Kairos n°25

Juin 2016

MADE IN «ALTERNATIF »

La plupart du temps, c’est vrai, « journal alternatif » est une des formules que nous utilisons pour définir Kairos. Ce n’est pas qu’on voulait ergoter, couper les cheveux en quatre, mais l’on a commencé à se questionner sur la pertinence du terme. Et au fond, le doute contenait bien plus que la seule question de l’utilisation ou non d’un mot. 

«Alternatif»? Même si certaines définitions semblent épouser en partie notre point de vue, comme celle qui donne de l’adjectif la définition de quelque chose ou quelqu’un «qui propose de concevoir autrement le système de production et de consommation», le fait de pouvoir dans la réalité mettre un peu tout et n’importe quoi dans la sémantique du mot, est plus que gênant. Il y a maintenant les foires alternatives, l’alimentation alternative, les vacances alternatives, le travail alternatif, les banques alternatives, la politique alternative… 

Non pas que nous cherchions une forme de labellisation qui indiquerait ce que serait la «véritable» alternative, reconnaissance qui contiendrait en elle-même la négation de ce qu’elle dit être – une alternative ne peut demander d’être reconnue par le système même qu’elle critique.
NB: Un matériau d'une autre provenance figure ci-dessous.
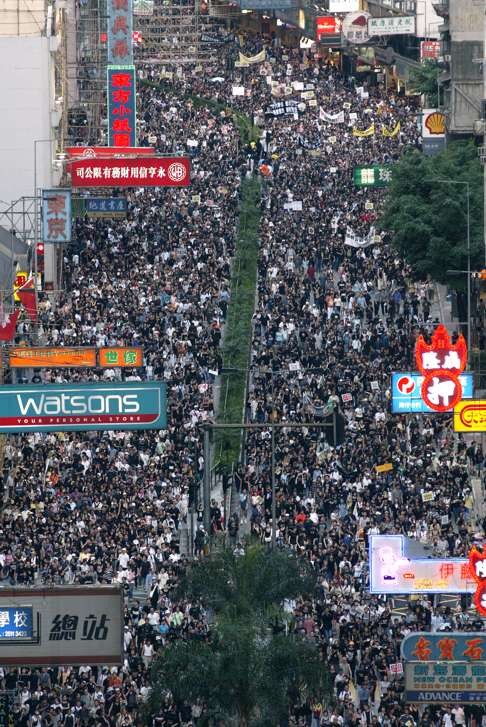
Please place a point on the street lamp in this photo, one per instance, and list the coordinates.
(468, 213)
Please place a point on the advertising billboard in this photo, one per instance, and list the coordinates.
(122, 119)
(119, 357)
(392, 25)
(20, 357)
(82, 407)
(67, 625)
(395, 569)
(56, 215)
(120, 32)
(470, 416)
(127, 172)
(406, 392)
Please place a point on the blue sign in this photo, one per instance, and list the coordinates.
(120, 32)
(56, 215)
(82, 407)
(106, 206)
(406, 395)
(16, 622)
(445, 646)
(122, 118)
(440, 696)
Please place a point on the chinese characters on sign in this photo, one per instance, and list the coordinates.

Mais nous refusons juste d’être un jour assimilés à un terme qui ne manquera pas d’être récupéré par le système, celui-là même que nous voulons voir disparaître. 

Nous préférons donc simplement définir Kairos comme un journal libre, indépendant et engagé; radical, dans le sens que nous accordons une importance fondamentale à engager la réflexion au niveau du cœur du problème et non sur ses manifestations superficielles, éléments de surface dont se gargarise la presse de masse et qui empêchent de penser le problème, et donc de le résoudre. 

Mais surtout, et c’est peut-être ce qui nous différencie d’autres journaux se disant «alternatifs», ce dont nous sommes profondément persuadés c’est qu’on ne peut co-exister béatement à côté des médias dominants sans en dénoncer l’indigence, la médiocrité et l’importance qu’ils jouent dans la construction de la pensée. Dire que les connaissances de la majorité sur ce monde pourraient être tout autre si les médias étaient indépendants est donc pour nous une évidence; vous montrer d’où ils parlent pour vous convaincre de leur parti-pris demeure essentiel.(1) Mais nous ne sommes pas «à côté», luttant comme s’il n’y avait rien qui nous en empêche… Nous sommes intégrés malgré nous, pris dans un système dont nous tentons, à notre petit niveau, d’enrayer le fonctionnement. Se dire «en dehors», s’extirper égoïstement en profitant des avantages du système, n’est-ce pas d’ailleurs pire qu’être dedans et de le reconnaître, comme l’évoque Slavoj Žižek: «Si le mal véritable qui rongeait nos sociétés capitalistes n’était pas tant leurs dynamiques capitalistes que nos tentatives pour nous en extraire – tout en jouissant de leurs avantages – en nous créant des espaces communautaires repliés sur eux-mêmes, des fameuses « enclaves résidentielles » à l’américaine aux groupes exclusifs, qu’ils soient religieux ou ethniques (…) Les figures exemplaires de mal à notre époque ne sont pas les consommateurs lambda qui polluent la planète et vivent dans un monde violent aux liens sociaux déliquescents, mais ceux qui, tout en contribuant à la création de cet environnement universel exécrable, peuvent se payer le luxe d’y échapper en s’installant dans des enclaves résidentielles surprotégées, en mangeant bio ou en prenant leurs vacances dans des réserves naturelles». Kairos n’est donc pas dans une «enclave médiatique protégée», sorte d’AOC(2) de la presse qui surferait sur la vague de l’« alter », profiterait de subsides tout en titillant gentiment le système capitaliste mortifère, sans risque de le déranger. 

Nous ne sommes pas pour la durabilité de Kairos, nous sommes contre la durabilité du système qui nous détruit, et cela implique notre provisoire existence. Pétris de contradictions, nous sommes plongés dans ce monde dont nous aimons de multiples manifestations : celle de la nature, du lien entre les êtres, de la beauté simple, mais nous exécrons le système qui veut réduire tout cela à la sphère marchande. 

Nous continuerons donc à faire vivre un journal indépendant. Ce n’est pas toujours facile, mais ça tient, depuis maintenant quatre ans. 

Alexandre Penasse 

Notes et références
  1. Voir à ce sujet le dossier du Kairos de février- mars 2016 sur l’industrie médiatique belge.
  2. Appellation d’origine contrôlée.